"Sidik jari telah digunakan sebagai gambar selama lebih dari ratusan tahun. Kemajuan saat ini ialah software dan database yang bisa lebih cepat dicocokkan dengan sidik jari," kata ahli forensik dari Universitas New York, Jan Halamek.
Halamek dan rekannya mengembangkan sistem yang menempatkan sidik jari bukan sebagai rekaman visual.
Menggunakan keringat yang tertinggal dalam sidik jari, mereka menganalisa konten biokimia di dalamnya (keringat) --terutama asam amino yang bisa menunjukkan jenis kelamin orang yang meninggalkan sidik jari itu.
Menurut mereka, kandungan asam amino pada keringat perempuan lebih tinggi dibandingkan pada laki-laki.
Temuan awal metode yang dipublikasikan dalam jurnal Analytical Chemistry ini cukup menjanjikan, yakni 99 persen mampu mengidentifikasi jenis kelamin.
Untuk mengujinya, peneliti menggunakan 50 sidik jari sebagai contoh. Hasilnya, mereka mampu membedakan mana sidik jari perempuan dan laki-laki.
Untuk mengekstrak asam amino, mereka memindahkan sidik jari ke sebuah film (lapisan) polyethylene, lalu memisahkan asam amino dari lemak dengan meneteskan cairan asam hydrochloric.
Level asam amino kemudian diukur menggunakan enzim.
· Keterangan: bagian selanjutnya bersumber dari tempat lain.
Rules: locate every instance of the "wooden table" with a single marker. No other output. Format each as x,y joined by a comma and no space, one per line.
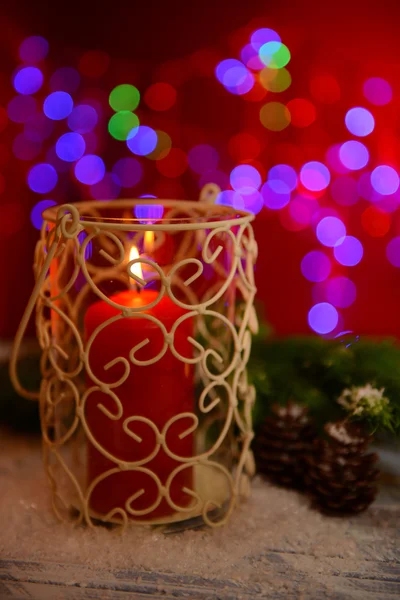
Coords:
276,546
Menurut peneliti, dibandingkan tes lainnya, cara ini relatif mudah dan tidak membutuhkan biaya mahal.
Peneliti mengatakan perlunya menguji temuan ini dengan sampel yang lebih besar. Mereka juga berharap bisa mengembangkan temuan ini menggunakan penanda lain, selain asam amino.
"Kami ingin menciptakan cara sederhana yang bisa menenetukan apakah seseorang (yang tengah dicari misalnya) berusia muda atau tua, laki-laki atau perempuan dan etnis mereka," pungkas Halamek seperti dilansir Sciencealert.com.